Before our second vision quest, our colleague Rabbi Mike Comins, who oversaw the program, shared with us a teaching about loyal soldiers. This term, emerging from World War II, speaks about our engrained ideas and how we move on from them as we grow and change. At the end of the war, some Japanese communities had the wisdom to understand that many soldiers returning home were not ready to re-enter society immediately. For these soldiers, their only identity during their formative years had been as “loyal soldiers,” and now that the war was over, they were struggling to discover a broader sense of self. Japanese communities developed a ritual whereby soldiers returning home were thanked and praised for their service. An elder would then announce, “The war is now over! The community needs you to let go of what has served you and us well up to now. We now need you to return as a parent, a partner, a friend, a mentor — something beyond a soldier.”
This process of shedding the old identity requires that we recognize the value that it once held, even while recognizing that it no longer serves us well. I would suggest that even though Rabbi Mordecai Kaplan wisely recognized that chosenness was a loyal soldier that had served the Jewish people well over generations, we have struggled to help the rest of the Jewish world let go of this ideology. And so, with tenderness and love, we should continue to nurture our community to confront the idea of chosenness and release this loyal soldier.
There are many ways to do that, but I invite us to lean into the origin story of loyal soldiers and utilize ritual as a pathway forward.
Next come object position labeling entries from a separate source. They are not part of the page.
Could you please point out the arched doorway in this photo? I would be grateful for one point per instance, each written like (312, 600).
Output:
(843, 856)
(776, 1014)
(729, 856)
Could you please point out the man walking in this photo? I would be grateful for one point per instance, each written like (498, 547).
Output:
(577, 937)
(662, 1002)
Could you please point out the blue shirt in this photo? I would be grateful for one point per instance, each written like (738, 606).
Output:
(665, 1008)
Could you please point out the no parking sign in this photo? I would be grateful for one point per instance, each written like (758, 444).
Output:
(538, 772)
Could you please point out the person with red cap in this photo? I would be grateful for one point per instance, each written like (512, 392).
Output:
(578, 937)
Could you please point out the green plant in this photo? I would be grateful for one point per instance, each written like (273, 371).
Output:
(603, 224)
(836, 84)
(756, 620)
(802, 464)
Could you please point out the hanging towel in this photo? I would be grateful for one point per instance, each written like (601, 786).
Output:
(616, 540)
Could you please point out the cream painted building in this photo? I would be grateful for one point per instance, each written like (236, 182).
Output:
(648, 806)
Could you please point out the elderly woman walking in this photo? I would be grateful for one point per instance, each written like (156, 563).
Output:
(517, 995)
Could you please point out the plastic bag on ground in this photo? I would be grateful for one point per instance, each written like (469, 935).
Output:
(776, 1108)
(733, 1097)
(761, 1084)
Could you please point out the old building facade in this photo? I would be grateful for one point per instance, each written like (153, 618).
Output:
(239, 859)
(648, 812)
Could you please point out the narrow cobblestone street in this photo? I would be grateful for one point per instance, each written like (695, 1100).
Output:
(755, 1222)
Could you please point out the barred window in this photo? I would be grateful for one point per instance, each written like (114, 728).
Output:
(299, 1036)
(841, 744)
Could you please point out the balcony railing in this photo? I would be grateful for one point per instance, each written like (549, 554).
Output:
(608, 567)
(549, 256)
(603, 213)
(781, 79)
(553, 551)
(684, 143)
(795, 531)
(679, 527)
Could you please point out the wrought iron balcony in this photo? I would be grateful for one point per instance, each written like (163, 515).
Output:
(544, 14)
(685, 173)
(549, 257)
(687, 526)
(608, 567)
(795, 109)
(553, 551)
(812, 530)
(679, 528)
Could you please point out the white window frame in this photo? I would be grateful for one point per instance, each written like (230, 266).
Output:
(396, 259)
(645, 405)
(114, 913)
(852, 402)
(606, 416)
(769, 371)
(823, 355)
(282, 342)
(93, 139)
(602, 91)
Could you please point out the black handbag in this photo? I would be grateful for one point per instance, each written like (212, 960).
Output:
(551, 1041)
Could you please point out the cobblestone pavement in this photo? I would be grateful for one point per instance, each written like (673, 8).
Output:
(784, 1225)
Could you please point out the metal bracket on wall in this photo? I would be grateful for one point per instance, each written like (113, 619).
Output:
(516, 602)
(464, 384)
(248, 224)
Perhaps we could request our congregants and community leaders write poems or to journal. We might be able to develop a contemporary ritual that assists our community in thanking this ancient ideology, while acknowledging that it no longer has a place in our understanding of the modern world. We could write music through our creative voices that celebrates the shift in liturgy. We can paint, draw or create other types of artwork that demonstrates our confronting chosenness.
At Rose Mountain, I was able to craft a ritual for the loyal soldiers I was carrying with me in my personal and professional life. It was a moment of deep transformation and a gift that the wilderness gave me. I am hopeful that, as connected colleagues through the RRA, we can develop the tools to help our community welcome in the idea of chosenness, even as we acknowledge it no longer serves us well. Then, we can honor that ideology, offer gratitude for how it helped us survive, and discharge it in favor of a vision where all peoples have equal access to the Source of Calling.
 The story of the loyal soldier is adapted from Richard Rohr’s book, “Falling Upward: A Spirituality for the Two Halves of Life.”